9. Then we come to question No. 4. It relates to deductibility of the estate duty payable in the computation of the principal value of the estate of the deceased. Admittedly, the estate duty has not been provided as one of the items of deduction under the provisions of the E.D. Act.

10. However, the accountable person claims the deduction on the ground that it is liability charged on the estate of the deceased and, therefore, it should be taken to be a debt deductible in computing the principal value of the estate. But this contention of the learned counsel for the accountable person ignores one vital circumstance. The estate duty is payable only after the death of the deceased and the charge of estate duty comes into existence after the death of the deceased. Therefore, a debt which comes into existence even a moment after the death of the deceased cannot be taken to be a debt subsisting on the date of the death of the deceased. Even taking the estate duty payable as a debt due by the estate, it is not a debt due by the deceased, which alone is deductible under Section 44 of the E.D. Act. This question has been considered by a Division Bench of this court in RM. Arunachalam v. CED : [1981]132ITR871(Mad) and the court has held that the estate duty payable on the estate of the deceased is not an allowable deduction in the computation of the principal value of the estate. The court has taken the view that the expressions 'debts' and 'incumbrances' in Section 44 of the E.D. Act, refer to debts and incumbrances created by the deceased during his lifetime, that the liability to pay estate duty, even if it were created by statute, cannot be said to be a debt or incumbrance created by the deceased, and that, therefore, the estate duty is not deductible from the value of the estate.

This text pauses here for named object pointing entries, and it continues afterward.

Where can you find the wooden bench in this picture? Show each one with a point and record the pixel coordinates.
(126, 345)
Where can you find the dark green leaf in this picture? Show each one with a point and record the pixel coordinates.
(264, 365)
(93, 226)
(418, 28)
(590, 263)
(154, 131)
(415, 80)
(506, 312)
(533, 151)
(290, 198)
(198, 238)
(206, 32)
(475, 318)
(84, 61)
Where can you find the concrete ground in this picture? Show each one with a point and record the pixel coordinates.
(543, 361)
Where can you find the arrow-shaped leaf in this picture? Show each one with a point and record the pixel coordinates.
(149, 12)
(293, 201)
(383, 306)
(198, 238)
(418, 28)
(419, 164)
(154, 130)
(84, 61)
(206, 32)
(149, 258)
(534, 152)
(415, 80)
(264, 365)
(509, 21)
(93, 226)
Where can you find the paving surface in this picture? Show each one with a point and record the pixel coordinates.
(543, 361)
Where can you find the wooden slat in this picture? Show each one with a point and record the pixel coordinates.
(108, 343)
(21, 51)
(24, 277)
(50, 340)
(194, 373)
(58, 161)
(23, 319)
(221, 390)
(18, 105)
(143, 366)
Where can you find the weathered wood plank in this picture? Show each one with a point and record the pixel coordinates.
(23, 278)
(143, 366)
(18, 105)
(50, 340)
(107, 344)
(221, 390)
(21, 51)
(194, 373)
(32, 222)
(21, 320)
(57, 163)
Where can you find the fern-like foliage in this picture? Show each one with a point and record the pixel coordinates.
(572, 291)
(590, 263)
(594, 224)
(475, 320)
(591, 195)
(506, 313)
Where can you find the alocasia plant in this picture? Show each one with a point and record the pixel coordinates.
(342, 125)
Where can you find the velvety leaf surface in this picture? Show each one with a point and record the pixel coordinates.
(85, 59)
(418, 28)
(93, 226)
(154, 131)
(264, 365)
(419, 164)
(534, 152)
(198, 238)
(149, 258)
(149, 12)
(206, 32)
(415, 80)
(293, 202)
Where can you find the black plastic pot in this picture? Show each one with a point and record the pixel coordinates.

Similar view has also been taken by the Andhra Pradesh High Court in the decision in CED v. Omprakash Bajaj : [1977]110ITR263(AP) and by the Gujarat High Court in the decision in Smt. Shantaben Narottamdas v. CED : [1978]111ITR365(Guj) . Having regard to the principles laid down in those decisions, we hold that the estate duty payable on the estate of the deceased is not an allowable deduction under Section 44 of the E.D. Act. We, therefore, answer question No. 4 in the negative and against the accountable person.

11. Question No. 5 relates to the plea taken by the accountable person that any subsequent adoption should be considered to relate back to the date of death of the deceased and the effect of such adoption would reduce the share of the deceased in the HUF properties which has been rejected -by the Tribunal. A perusal of the order of the Tribunal itself indicates that the widow of the deceased has not chosen to adopt anybody either during the lifetime of the deceased or afterwards till the hearing of the appeal by the Tribunal and, therefore, the question as to what will happen if an adoption takes place in future is purely hypothetical. Having said that the question is hypothetical, the Tribunal proceeded to express its own opinion on the question as to whether any adoption will relate back to the date of death of the deceased and ultimately expressed the view that there will be no relating back. On the facts of this case, we are of the view that no answer is called for on the question posed. Admittedly, therewas no adoption by the wife of the deceased till the decision was rendered by the Tribunal. However, the Tribunal has chosen to express an opinion on the hypothetical question and we are also asked to answer the same hypothetical question. Normally, the court will give its opinion only on the facts found or established before the Tribunal and it is not bound to give any opinion on an hypothetical question such as the one arising in this case as to what will .happen if an adoption was made by the wife of the deceased subsequent to the date of the order of the Tribunal. Since question No. 5 involves only an hypothetical issue based on certain assumptions of facts which may take place or may not take place, we are reluctant to answer that question. We, therefore, return that question unanswered. As the Revenue has succeeded substantially, it will have the costs from the accountable person. Counsel's fee Rs. 500 one set.